Ihrer Meinung nach sind die beanspruchten Gegenstände nicht patentfähig. Sie würden durch den Stand der Technik nach der DE 197 51 660 C1 i. V. m. dem nach der DE 40 25 936 C2 nahegelegt.
Der geltende Patentanspruch 1 lautet:
Hardtop-Fahrzeugdach, mit einem oberen Dachteil (3) und einem Heckteil (4), von denen zumindest das Heckteil (4) zwischen einer den Fahrzeuginnenraum überdeckenden Schließstellung und einer Öffnungsstellung verstellbar ist, in der das Heckteil (4) in einem heckseitigen Ablageraum (20) abgelegt ist, und mit einer im Heckteil (4) gehaltenen und relativ zum Heckteil verschwenkbaren Heckscheibe (5), wobei die Heckscheibe (5) in Öffnungsstellung im Ablageraum (20) eine gegenüber dem Heckteil (4) nach oben versetzte Position einnimmt, wobei die Heckscheibe (5) und das Heckteil (4) von einem gemeinsamen, als Viergelenk-Mechanismus ausgebildeten Verstellmechanismus (8) zwangsgesteuert sind und wobei die Heckscheibe (5) über einen schwenkbar gelagerten Steuerhebel (12) mit dem Verstellmechanismus (8) verbunden ist, und wobei die Heckscheibe (5) über ein Gelenk (17) mit dem Heckteil (4) drehbar verbunden ist, dadurch gekennzeichnet, dass das Gelenk (17) in Schließstellung bezogen auf die Fahrzeugvorwärtsrichtung am hinteren Ende von Heckscheibe (5) und Heckteil (4) angeordnet ist, dass das Heckteil (4) und die Heckscheibe (5) in Öffnungsstellung mit der konvex gekrümmten Seite nach unten im Ablageraum (20) verstaut sind und dass in der im Ablageraum (20) verstauten Lage der Relativwinkel () zwischen dem Heckteil (4) und der Heckscheibe (5) ein Maximum einnimmt.

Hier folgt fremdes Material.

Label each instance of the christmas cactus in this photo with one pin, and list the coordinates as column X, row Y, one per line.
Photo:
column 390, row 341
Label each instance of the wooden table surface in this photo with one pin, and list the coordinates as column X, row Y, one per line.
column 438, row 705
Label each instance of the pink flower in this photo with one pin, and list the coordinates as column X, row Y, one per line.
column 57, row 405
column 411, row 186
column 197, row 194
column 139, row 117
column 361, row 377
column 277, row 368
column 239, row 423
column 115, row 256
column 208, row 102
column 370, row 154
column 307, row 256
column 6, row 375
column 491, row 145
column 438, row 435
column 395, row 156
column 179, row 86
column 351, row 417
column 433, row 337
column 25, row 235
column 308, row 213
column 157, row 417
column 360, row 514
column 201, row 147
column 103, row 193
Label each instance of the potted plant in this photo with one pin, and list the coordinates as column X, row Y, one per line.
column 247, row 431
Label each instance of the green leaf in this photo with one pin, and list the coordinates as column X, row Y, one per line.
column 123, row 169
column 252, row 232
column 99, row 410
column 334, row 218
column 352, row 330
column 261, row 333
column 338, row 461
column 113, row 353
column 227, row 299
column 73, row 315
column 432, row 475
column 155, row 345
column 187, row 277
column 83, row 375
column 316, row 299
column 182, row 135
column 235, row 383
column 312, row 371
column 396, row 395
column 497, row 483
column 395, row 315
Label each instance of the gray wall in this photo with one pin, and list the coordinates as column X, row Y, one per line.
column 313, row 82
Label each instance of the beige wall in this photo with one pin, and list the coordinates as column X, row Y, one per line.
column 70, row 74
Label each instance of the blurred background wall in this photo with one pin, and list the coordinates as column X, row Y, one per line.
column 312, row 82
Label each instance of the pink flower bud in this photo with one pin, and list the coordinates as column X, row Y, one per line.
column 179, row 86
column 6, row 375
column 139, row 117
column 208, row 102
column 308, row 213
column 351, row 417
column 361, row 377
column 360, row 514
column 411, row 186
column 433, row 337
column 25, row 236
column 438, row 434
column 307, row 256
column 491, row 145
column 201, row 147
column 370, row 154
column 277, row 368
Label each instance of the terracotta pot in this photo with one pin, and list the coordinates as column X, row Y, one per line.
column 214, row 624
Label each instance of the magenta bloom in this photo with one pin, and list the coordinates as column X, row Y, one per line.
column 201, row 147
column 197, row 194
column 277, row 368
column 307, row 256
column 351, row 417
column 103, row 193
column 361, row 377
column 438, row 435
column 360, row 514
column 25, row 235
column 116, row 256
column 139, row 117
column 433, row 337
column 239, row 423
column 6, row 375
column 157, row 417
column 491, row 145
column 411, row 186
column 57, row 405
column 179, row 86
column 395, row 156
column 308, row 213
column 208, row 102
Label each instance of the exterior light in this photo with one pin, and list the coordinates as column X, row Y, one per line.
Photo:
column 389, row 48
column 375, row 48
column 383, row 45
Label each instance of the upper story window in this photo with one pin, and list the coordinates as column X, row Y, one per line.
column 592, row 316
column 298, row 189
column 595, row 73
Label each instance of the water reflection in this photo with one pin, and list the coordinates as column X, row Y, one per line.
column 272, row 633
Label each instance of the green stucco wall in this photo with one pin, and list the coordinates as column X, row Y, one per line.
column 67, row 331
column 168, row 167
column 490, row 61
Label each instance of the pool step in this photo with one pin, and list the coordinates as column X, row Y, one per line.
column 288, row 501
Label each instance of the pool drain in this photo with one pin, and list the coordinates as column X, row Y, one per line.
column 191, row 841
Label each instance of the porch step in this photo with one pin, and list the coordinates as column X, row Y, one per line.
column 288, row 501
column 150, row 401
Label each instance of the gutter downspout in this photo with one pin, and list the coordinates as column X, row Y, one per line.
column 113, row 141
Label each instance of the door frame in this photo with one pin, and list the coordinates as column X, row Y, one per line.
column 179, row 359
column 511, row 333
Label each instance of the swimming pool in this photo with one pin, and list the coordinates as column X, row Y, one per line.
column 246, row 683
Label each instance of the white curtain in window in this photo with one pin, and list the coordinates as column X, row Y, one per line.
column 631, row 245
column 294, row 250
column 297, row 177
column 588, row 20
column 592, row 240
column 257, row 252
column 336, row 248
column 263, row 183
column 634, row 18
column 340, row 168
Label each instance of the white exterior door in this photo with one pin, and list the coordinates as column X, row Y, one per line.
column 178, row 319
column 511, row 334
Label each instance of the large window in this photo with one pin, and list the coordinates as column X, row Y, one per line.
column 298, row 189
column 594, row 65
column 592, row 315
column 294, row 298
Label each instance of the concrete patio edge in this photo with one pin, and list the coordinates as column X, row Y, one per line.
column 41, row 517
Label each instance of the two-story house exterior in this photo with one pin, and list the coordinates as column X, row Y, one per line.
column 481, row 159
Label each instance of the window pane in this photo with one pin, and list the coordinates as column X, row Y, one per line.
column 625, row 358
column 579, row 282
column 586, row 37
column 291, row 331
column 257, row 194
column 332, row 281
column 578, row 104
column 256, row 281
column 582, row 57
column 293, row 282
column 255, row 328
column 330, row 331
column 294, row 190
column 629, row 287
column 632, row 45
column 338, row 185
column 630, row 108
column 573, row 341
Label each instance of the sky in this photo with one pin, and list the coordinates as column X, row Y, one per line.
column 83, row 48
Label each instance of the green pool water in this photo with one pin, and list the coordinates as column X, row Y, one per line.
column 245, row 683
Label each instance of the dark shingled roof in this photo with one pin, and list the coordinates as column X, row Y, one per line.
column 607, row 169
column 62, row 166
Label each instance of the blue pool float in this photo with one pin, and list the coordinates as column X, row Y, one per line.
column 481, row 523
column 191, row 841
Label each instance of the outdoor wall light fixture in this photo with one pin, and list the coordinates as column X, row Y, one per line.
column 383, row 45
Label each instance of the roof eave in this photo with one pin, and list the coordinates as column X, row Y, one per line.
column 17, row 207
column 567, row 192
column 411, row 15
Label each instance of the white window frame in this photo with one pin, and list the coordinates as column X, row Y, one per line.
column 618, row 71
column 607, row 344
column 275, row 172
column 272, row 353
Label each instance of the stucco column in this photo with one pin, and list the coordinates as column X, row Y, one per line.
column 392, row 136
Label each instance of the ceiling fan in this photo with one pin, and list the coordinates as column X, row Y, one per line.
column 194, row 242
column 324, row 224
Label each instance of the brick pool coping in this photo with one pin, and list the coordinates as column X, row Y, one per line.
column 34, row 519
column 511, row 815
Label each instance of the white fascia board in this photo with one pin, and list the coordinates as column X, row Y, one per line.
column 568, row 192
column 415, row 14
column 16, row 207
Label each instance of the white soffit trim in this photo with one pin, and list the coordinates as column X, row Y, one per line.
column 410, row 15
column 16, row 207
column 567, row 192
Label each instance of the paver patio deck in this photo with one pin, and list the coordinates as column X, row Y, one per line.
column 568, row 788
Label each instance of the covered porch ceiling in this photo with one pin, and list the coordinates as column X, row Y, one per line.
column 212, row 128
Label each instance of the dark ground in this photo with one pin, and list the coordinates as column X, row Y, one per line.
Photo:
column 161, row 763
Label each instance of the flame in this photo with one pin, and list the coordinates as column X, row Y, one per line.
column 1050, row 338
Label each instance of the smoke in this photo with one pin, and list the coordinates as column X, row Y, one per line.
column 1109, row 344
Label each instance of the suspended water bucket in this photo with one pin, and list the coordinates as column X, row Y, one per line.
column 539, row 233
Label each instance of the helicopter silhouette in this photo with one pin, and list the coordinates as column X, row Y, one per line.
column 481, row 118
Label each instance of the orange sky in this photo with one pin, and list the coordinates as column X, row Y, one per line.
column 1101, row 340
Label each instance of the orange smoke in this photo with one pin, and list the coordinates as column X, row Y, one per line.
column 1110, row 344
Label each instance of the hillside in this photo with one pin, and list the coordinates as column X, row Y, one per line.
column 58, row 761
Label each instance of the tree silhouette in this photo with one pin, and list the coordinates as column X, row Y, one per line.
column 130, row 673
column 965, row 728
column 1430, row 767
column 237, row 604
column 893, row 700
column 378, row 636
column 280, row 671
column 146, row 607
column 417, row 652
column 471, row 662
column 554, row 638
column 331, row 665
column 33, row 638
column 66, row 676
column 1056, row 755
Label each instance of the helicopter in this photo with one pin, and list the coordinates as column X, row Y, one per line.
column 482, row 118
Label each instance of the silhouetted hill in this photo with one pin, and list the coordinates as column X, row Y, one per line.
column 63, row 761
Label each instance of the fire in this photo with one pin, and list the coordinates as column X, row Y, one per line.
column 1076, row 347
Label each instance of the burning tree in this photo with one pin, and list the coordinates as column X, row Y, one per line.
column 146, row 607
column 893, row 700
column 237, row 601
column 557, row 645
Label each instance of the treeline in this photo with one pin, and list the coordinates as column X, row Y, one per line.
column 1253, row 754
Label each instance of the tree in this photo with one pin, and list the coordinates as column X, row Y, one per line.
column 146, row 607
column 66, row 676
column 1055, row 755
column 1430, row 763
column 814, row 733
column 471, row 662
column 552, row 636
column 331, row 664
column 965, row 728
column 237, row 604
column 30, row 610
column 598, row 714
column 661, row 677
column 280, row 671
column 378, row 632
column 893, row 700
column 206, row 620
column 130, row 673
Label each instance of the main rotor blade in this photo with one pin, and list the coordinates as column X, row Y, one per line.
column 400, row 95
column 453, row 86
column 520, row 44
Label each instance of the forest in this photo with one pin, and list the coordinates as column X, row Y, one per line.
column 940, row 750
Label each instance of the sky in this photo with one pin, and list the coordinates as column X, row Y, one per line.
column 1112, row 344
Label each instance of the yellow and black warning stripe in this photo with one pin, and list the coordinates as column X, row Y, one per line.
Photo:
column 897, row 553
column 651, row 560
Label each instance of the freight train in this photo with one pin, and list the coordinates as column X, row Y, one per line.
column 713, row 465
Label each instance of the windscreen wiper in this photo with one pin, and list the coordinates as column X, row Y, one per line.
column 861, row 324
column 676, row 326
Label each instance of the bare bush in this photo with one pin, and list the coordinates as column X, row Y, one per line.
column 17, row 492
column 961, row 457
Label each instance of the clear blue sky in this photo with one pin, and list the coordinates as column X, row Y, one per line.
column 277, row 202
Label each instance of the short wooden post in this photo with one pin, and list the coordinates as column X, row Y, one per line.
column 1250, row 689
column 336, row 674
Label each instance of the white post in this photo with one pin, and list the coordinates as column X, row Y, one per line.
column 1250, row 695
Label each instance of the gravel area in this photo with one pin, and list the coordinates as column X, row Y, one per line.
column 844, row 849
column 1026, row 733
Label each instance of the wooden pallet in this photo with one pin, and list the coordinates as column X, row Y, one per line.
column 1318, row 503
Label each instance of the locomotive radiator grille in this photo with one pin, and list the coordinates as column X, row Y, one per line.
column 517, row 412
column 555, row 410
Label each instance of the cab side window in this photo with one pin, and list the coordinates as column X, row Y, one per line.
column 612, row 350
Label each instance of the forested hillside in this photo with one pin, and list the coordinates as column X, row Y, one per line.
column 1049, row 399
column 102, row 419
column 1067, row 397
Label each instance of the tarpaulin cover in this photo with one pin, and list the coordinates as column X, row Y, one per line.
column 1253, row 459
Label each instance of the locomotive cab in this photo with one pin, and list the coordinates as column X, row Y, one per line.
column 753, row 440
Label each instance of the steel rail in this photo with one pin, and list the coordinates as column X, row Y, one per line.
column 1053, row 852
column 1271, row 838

Dem Patentanspruch 1 schließen sich auf diesen zumindest mittelbar rückbezogene Patentansprüche 2 bis 9 an.
II.
Die Beschwerde ist zulässig. In der Sache führt sie zur beschränkten Aufrechterhaltung des Patents.
1. Das geltende Patentbegehren ist zulässig.
Der geltende Patentanspruch 1 geht inhaltlich auf den erteilten Patentanspruch 1, Teile der Beschreibung (Sp. 2, Z. 21-26), das Ausführungsbeispiel (Sp. 4, Z. 12-14, 53-54, 60-61 i. V. m. 49-50) und die Figuren 2 bis 4 zurück, wobei der Beschreibung der Hinweis zu entnehmen ist, dass es auf den Abstand zwischen Steuerhebel 12 zur Drehachse 17 der Heckscheibe 5 am Heckteil 4 ankommt, weil dadurch Stellkräfte, die über den Steuerhebel 12 auf die Heckscheibe 5 übertragen werden und die vom Verstellmechanismus 8 aufzubringen sind, klein gehalten werden können (Sp. 4, Z. 23-28). Es kommt also auf die Lage des Drehpunkts der Heckscheibe am Heckteil an. Die Lage des Gelenkes 17, wie sie in allen Figuren 2 bis 4 am hinteren Ende von Heckscheibe 5 und Heckteil 4 dargestellt ist, ist somit ein zur Erfindung gehörendes Merkmal. Dies wird auch von der Beschwerdeführerin ausdrücklich nicht bestritten.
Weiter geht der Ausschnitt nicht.